Church Of St Mary is a Grade II* listed building in the West Suffolk local planning authority area, England. First listed on 14 July 1955. A Medieval Church.

Church Of St Mary

WRENN ID
fading-window-coral
Grade
II*
Local Planning Authority
West Suffolk
Country
England
Date first listed
14 July 1955
Type
Church
Period
Medieval
Source
Historic England listing

Description

TL 97 NE MARKET WESTON CHURCH ROAD

1/55 Church of St. Mary 14.7.55 - II*

Parish Church. C14; restored 1846-7 by Cottingham, and again in 1888-9. Nave, chancel, south porch and west tower: mainly in rubble flint with plain freestone dressings; high C19 bases of black knapped flint to walls of nave and porch; nave, much restored, faced in kidney flints. Plaintiled roofs with high, plain parapets. Plain stone-faced buttresses to nave; diagonal buttresses to-east end of nave and chancel.
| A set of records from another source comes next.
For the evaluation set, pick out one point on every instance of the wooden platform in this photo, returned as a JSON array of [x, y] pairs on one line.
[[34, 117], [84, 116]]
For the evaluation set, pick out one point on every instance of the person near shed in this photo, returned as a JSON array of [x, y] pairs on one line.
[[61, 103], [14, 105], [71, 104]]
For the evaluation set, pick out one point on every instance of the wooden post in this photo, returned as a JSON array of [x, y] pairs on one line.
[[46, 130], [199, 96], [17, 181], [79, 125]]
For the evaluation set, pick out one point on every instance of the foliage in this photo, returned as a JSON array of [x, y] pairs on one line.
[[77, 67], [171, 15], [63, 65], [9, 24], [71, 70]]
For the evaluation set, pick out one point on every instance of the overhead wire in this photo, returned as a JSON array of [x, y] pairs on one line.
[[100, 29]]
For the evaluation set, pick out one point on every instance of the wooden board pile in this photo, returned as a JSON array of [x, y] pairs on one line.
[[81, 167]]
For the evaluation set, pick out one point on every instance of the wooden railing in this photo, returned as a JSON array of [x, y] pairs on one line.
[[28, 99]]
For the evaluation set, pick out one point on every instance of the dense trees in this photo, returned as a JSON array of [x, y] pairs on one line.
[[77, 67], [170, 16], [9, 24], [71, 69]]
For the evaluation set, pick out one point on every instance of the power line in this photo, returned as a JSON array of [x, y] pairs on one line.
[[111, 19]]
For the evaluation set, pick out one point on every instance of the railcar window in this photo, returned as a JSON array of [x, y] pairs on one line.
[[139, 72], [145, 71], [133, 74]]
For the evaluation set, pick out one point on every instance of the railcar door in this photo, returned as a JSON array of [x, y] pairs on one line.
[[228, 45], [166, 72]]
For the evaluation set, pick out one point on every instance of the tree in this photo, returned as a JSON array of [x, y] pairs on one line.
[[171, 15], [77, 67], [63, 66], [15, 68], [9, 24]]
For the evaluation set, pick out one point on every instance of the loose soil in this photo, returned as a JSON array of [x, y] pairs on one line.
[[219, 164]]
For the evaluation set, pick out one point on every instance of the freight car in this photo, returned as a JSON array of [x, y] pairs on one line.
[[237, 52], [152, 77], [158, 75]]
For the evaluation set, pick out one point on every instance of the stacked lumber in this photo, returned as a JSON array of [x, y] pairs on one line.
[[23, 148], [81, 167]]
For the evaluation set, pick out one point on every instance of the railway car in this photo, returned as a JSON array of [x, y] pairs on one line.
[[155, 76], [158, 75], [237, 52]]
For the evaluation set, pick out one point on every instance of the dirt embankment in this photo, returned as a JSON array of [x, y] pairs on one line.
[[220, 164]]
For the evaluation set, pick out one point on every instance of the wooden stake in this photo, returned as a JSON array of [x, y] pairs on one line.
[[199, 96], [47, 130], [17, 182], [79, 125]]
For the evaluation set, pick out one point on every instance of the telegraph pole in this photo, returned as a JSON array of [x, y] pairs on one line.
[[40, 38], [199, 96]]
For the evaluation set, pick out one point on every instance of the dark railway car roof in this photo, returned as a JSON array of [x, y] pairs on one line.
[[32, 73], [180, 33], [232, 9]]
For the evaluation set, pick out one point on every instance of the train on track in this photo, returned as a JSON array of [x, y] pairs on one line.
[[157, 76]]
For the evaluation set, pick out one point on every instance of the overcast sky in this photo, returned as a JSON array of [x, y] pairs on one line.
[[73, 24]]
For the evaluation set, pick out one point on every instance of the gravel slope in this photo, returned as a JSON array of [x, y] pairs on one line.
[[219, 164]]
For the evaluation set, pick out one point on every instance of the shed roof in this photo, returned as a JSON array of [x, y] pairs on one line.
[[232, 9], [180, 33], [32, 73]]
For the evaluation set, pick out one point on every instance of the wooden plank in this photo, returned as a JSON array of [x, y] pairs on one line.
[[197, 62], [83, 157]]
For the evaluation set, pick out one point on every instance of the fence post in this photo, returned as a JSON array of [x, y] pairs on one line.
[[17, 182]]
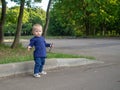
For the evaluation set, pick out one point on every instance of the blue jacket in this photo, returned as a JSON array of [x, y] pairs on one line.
[[40, 46]]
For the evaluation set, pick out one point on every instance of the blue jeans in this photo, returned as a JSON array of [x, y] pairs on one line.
[[39, 63]]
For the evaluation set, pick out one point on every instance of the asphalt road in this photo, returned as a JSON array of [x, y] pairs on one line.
[[103, 76]]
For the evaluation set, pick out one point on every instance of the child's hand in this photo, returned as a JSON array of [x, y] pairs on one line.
[[51, 46], [28, 48]]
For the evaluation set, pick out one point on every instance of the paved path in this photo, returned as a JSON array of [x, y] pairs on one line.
[[103, 76]]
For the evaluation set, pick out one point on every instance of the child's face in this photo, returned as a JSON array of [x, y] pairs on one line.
[[37, 32]]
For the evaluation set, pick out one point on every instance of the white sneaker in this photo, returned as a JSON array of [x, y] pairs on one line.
[[36, 75], [43, 73]]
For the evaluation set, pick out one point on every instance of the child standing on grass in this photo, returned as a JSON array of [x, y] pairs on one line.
[[40, 49]]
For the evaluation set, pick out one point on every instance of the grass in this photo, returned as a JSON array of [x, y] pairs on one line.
[[8, 55]]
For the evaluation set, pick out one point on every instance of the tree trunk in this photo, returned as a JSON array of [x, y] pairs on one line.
[[47, 19], [19, 26], [2, 20]]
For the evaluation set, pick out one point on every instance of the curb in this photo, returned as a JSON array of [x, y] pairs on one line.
[[27, 66]]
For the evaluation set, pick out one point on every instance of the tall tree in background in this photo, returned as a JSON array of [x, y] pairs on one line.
[[2, 20], [47, 18], [19, 26]]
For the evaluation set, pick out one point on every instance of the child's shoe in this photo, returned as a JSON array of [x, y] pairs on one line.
[[36, 75], [43, 73]]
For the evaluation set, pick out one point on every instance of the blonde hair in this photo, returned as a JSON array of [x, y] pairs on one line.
[[36, 26]]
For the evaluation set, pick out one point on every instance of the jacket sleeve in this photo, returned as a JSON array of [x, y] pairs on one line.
[[47, 44], [31, 44]]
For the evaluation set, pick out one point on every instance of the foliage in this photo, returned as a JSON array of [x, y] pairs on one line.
[[85, 17], [30, 17]]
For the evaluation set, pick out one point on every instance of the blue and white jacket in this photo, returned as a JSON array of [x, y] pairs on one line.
[[40, 46]]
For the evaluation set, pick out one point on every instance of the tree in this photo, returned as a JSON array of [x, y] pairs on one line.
[[47, 18], [2, 20]]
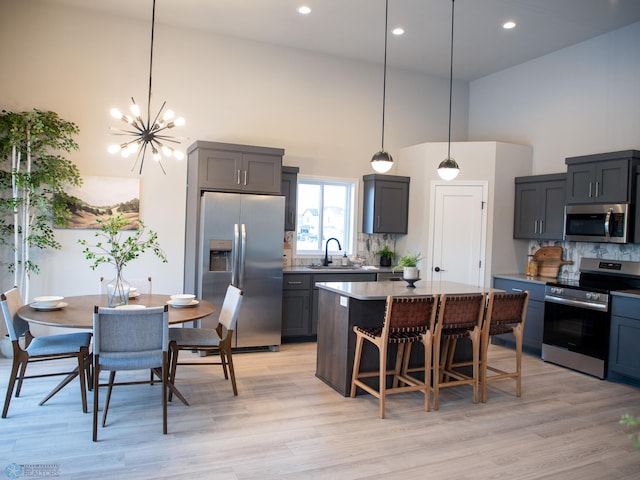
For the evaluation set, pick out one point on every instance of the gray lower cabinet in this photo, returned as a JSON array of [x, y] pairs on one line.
[[300, 301], [296, 299], [534, 322], [624, 359]]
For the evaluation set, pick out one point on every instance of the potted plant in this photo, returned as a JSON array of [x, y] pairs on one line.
[[119, 249], [409, 264], [33, 174], [386, 256]]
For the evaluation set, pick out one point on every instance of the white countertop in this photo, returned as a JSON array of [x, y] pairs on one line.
[[337, 269], [525, 278], [380, 290]]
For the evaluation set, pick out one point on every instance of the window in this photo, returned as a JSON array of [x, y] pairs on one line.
[[325, 210]]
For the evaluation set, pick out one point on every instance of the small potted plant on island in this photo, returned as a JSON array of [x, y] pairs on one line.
[[409, 264], [386, 256]]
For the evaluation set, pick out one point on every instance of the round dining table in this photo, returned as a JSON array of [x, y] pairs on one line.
[[77, 311]]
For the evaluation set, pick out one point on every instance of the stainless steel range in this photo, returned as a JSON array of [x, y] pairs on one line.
[[577, 315]]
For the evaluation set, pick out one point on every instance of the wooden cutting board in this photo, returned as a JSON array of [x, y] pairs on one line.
[[549, 261]]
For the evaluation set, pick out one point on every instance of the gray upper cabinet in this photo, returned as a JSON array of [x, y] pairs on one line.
[[290, 192], [539, 207], [385, 204], [226, 167], [601, 178]]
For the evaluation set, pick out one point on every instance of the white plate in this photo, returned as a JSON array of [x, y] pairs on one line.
[[59, 306], [193, 303]]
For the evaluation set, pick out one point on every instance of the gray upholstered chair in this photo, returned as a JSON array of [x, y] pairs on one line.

High, 2-light windows to nave with flowing tracery: the north-east window is blocked, apart from the head; the north-west window has fragments of medieval glass in the head. 2-light C19 windows to chancel, with a form of cusped Y-tracery; 3-light east window with flowing tracery, and C19 stained glass in the head. All the windows in the church have diamond-leaded panes and some crown glass. C15 south porch: open timber roof with ovolo-moulded main beam; south face with rectangular flushwork panels of black knapped flint; a canopied niche above the doorway, and a trefoil-headed canopied niche to each side. The south door has reused iron fittings, including C17 hinges, and a canopied niche above with a reinstated figure of the Virgin and Child. Tower in 5 stages, with 2 intermediate string-courses and a plain parapet of black knapped flint. Stair turret on the south side, with a conical, stone-tiled roof. A 2-light window with curvilinear tracery to each face of the top stage. The line of a higher, earlier roof can be seen on the east face. Victorianised interior to nave and chancel, all fittings dating from one or other of the C19 restorations. A very plain double hammerbeam roof to nave, the upper hammerbeams supporting arched braces which meet in a central pendant below the collar. Simple pierced and dentilled cornice. Some ovolo-moulding to main timbers. The roof, said to be C19, could well be C17, and the 6-bay single-hammerbeam roof to the nave, in similar style, could be of the same date, reused. Hanoverian arms, painted and framed, on the north wall of nave.